Yemeğinizi, Tarkan, Sezen Aksu, Candan Erçet, Bülent Ersoy, Zerrin Özer, Sibel Can, Münir Nurettin gibi bizim güzel sanatçılarımızdan memleket havaları dinleyerek, climanın sağladığı serinlikte (18C~20C), Ülkemizden binlerce km. uzakta, aynı tadı ve aynı lezzeti alarak, kendi evinizde imiş gibi yiyorsunuz.

Sonuç olarak; GÜLDEN GOURMET TÜRKISH CUISINE de mideniz Türk yemeklerine, gözünüz Türk motiflerine, kulağınız Türk müziğine doyuyor. Türkiye ile doluyorsunuz.
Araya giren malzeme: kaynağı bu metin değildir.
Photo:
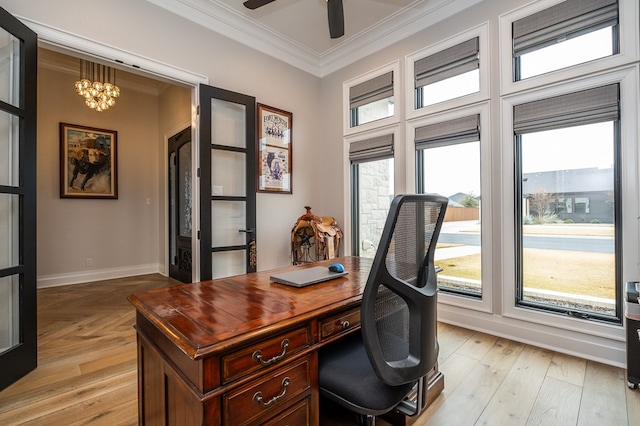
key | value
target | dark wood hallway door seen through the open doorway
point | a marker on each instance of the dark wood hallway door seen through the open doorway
(180, 206)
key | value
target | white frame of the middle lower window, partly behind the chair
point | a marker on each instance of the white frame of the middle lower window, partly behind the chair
(485, 303)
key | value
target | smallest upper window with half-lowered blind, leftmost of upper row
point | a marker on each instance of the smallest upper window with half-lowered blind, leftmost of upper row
(371, 100)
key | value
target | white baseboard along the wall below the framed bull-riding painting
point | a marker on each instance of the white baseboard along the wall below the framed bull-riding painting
(98, 275)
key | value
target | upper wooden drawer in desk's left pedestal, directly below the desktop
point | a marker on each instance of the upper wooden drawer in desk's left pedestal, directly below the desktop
(264, 354)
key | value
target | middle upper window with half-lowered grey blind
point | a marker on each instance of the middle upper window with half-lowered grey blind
(448, 74)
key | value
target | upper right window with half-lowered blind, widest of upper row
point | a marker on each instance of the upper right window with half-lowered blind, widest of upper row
(567, 34)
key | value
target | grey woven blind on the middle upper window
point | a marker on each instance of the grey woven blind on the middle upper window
(447, 63)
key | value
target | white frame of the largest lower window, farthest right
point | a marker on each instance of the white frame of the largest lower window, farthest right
(628, 79)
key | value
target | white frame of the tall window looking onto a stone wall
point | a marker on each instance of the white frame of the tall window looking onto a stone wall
(398, 184)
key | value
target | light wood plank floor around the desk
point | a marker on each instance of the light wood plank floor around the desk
(87, 371)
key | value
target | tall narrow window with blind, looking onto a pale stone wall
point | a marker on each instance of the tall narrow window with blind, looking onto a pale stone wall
(372, 189)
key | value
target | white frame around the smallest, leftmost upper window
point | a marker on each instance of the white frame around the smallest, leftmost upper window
(397, 98)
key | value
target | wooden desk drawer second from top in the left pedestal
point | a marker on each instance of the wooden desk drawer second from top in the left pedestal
(268, 395)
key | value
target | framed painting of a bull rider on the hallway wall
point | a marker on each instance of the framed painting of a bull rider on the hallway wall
(88, 162)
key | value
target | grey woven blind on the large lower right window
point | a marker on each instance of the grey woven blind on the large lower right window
(573, 109)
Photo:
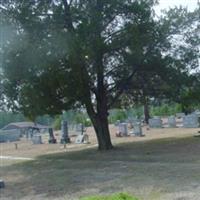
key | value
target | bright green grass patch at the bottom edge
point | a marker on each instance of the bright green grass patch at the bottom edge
(120, 196)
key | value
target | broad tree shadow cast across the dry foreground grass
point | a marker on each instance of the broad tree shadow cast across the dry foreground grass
(105, 172)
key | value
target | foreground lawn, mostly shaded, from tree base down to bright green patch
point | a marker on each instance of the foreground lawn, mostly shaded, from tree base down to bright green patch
(166, 169)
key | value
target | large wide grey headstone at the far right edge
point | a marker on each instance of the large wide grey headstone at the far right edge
(191, 121)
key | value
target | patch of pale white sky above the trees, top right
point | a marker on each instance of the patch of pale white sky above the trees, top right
(165, 4)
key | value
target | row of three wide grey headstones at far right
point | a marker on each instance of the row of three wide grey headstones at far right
(189, 121)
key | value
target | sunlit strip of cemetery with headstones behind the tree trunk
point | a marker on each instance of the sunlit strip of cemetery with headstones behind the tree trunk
(79, 137)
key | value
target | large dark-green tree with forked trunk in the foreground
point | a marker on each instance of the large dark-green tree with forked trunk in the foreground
(70, 53)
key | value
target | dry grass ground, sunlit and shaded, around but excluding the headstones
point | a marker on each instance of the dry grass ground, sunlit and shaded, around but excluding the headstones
(131, 158)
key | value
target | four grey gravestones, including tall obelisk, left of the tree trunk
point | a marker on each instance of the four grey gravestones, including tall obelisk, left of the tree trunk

İşyerinin kurucusu ve sahipleri Ana Mariya ile Mustafa Cem Gülden. İkisi de Universite mezunu, Cem Matematikçi, Ana Mariya İşletmeci. Cem Şef, Ana Mariya Yönetici olarak çalışıyorlar. İşlerinde oldukça disiplinli, dikkatli ve başarılılar.
Cem Türk Vatandaşı. Dini bütün, ameli salih, vatan ve milletine karşı sevgisi ve muhabbeti her geçen gün artarak devam eden oğlumuz. Türklerin yemek kültürünü iyi tahlil etmiş, bilgili ve becerili. Bu küçücük mutfağında hemen hemen her yemeği çıkartabiliyor. Yılbaşında yaptığı ‘ Kestaneli, İç Pilavlı Hindi Dolması’ ına şimdiden gelecek yılbaşı için sıraya girdi, sipariş verdiler.


Cem iki çırak yetiştirmiş, Valentina ile Tatiana, iki genç kız. Yemek okulu mezunu, elleri yatkın ve becerikliler, Cem’in yokluğunda Restoranı çevirebilecek kıvama gelmişler.

Satış fiyatları normalin üzerinde olduğu için, Müşterileri de seçkin insanlardan oluşmuş.
Açılalı üç ay olmuş. Namı süratle yayılıyor, duyan geliyor, gelen bir daha geliyor.

Türkiye sevdalısı Cem ve eşi Ana Mariya ile iftihar ediyorum. Onların başarılarının devamını, daha nice şubeler açarak Colombiada Türk adını ebedileştirmelerini diliyorum.